The other focal point of The Way Things Were is Skanda’s father, Toby (born to the Raja of Kalasuryaketu and a Scottish mother). Toby is a renowned scholar of Sanskrit who suffers from an Orientalist’s high regard for the ancient language — he is able to perceive, “under a thick encroachment of slum and shanty” of modern India, “a far grander city” belonging to the Sanskritic past. And Skanda, according to his aunt, “is his father reborn”, which is both his privilege and his curse. Like Toby, Skanda too is a gifted student of Sanskrit. But his feelings towards his father, and his father’s worldview, are conflicted, not least because Skanda — along with his mother and sister — was long ago abandoned by Toby. The novel starts with Toby’s death and Skanda’s journey to India with his father’s remains, the journey home marking a son’s attempts to understand, and come to terms with, the past of his embittered and broken family.

We are told that the word for history in Sanskrit, itihasa , literally translates to “the way things were”, which speaks of a more nuanced, informal — look at the word “things” — and personal view of the past, which is exactly what we get in The Way Things Were . Interestingly, Sanskrit, with its etymological roots spreading to various Western languages, broadens this book’s cultural perspective rather than restricting it.

The interconnectedness of the world is never more evident than when we study languages (and the two Sanskritists in this novel never tire of drawing our attention to cognates). However, to extend this approach to the study of history is not without its flaws. The narrator draws a number of silly historical parallels. A Sikh man who helps his co-religionists affected by the Delhi riots is absurdly compared to Oscar Schindler. At another point, the coinage ‘Dreyfusian’ is used out of context.

When the gossip gets literary in The Way Things Were , as it often does, it centres on two major figures, looming large both in literary history and in Taseer’s novel — Salman Rushdie and VS Naipaul. The latter is quoted at length, and even makes a brief appearance in these pages in the garb of a Naipaulian alter ego called Vijaipal.
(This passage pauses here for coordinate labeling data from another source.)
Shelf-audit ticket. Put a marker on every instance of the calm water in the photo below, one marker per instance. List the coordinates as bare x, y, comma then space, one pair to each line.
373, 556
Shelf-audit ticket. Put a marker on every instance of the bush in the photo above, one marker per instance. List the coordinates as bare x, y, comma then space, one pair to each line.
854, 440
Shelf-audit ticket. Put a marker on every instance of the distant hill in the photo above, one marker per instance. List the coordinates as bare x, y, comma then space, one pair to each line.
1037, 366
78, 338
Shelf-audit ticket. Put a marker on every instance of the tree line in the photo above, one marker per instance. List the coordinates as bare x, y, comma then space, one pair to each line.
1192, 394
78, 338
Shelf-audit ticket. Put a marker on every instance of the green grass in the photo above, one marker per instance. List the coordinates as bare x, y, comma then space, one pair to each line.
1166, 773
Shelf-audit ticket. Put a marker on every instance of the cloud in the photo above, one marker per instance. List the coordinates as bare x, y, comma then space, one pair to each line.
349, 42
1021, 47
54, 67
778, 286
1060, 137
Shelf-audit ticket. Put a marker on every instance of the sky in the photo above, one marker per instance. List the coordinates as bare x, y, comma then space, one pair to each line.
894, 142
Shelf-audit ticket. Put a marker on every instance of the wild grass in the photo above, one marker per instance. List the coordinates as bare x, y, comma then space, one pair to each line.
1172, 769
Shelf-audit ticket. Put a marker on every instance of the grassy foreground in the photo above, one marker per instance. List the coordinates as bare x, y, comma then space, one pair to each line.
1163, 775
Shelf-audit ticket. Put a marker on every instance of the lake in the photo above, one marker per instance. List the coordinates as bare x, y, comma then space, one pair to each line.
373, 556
The anxieties expressed by Naipaul in his India books are very similar to those expressed by Taseer’s novel. Namely, that this country lacks a historical sense except when it manifests in a revivalist, sectarian and meaningless form.
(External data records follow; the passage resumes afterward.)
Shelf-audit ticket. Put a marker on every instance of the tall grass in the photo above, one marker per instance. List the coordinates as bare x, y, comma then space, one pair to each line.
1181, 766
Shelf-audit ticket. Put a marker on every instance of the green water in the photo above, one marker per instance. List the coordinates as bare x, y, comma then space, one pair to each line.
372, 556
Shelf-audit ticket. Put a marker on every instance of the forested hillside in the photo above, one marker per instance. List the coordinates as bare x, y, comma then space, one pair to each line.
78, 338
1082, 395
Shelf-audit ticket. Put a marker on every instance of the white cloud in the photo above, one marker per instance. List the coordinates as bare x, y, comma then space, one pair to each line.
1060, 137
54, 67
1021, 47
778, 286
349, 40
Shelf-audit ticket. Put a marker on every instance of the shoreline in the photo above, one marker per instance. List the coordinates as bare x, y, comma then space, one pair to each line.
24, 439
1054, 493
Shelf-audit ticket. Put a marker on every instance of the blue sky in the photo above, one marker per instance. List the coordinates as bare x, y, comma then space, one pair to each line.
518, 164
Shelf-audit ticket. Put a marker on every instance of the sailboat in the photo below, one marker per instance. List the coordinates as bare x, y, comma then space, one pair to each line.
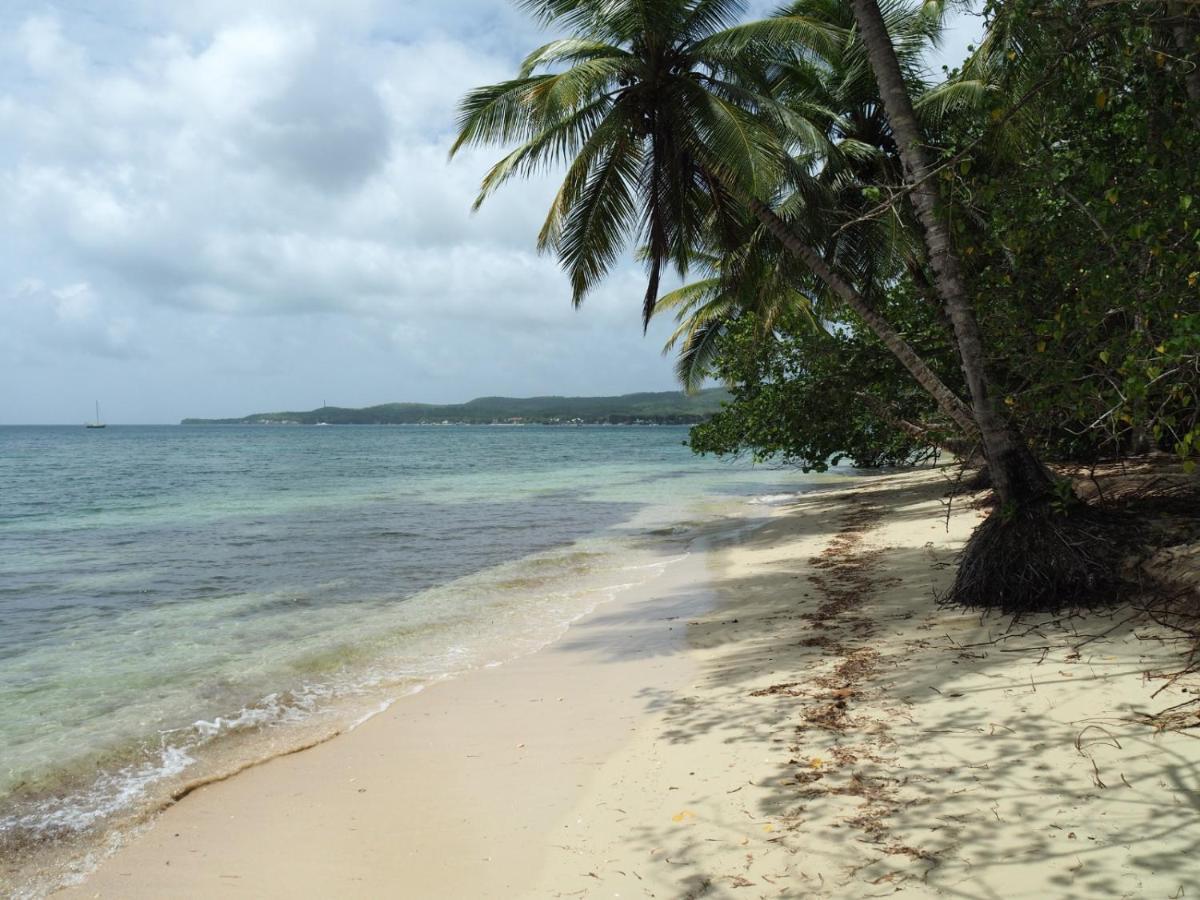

For the most part, The Way Things Were is composed of dialogue — reams and reams of it. It comes to a point where one begins to wish Taseer shared Nabokov’s disdain for words falling within quotation marks (the maestro once compared dialogue to “automatic typewriting”).

Besides, Taseer’s ear evidently isn’t well-tuned enough for realistic dialogue, which is all the more difficult to pull off when you’re trying to portray a multi-lingual society. Thus we get, on one hand, characters making cartoonish utterances like “Colonial-shalonial” or “Hebrew-shebrew”, and on the other, saying highfalutin bosh like “Don’t give me this involved inside-academia cant”. Often, it’s the same person speaking in both the registers.

The experience of reading this book is not unlike walking into a dinner party and overhearing the guests conversing with each other. Their chatter is likeable, dull, enlightening and dispiriting, all in quick phases. But there comes a time in every social gathering when one switches off mentally, still pretending to follow the conversation, while the eyes helplessly try to locate the bar.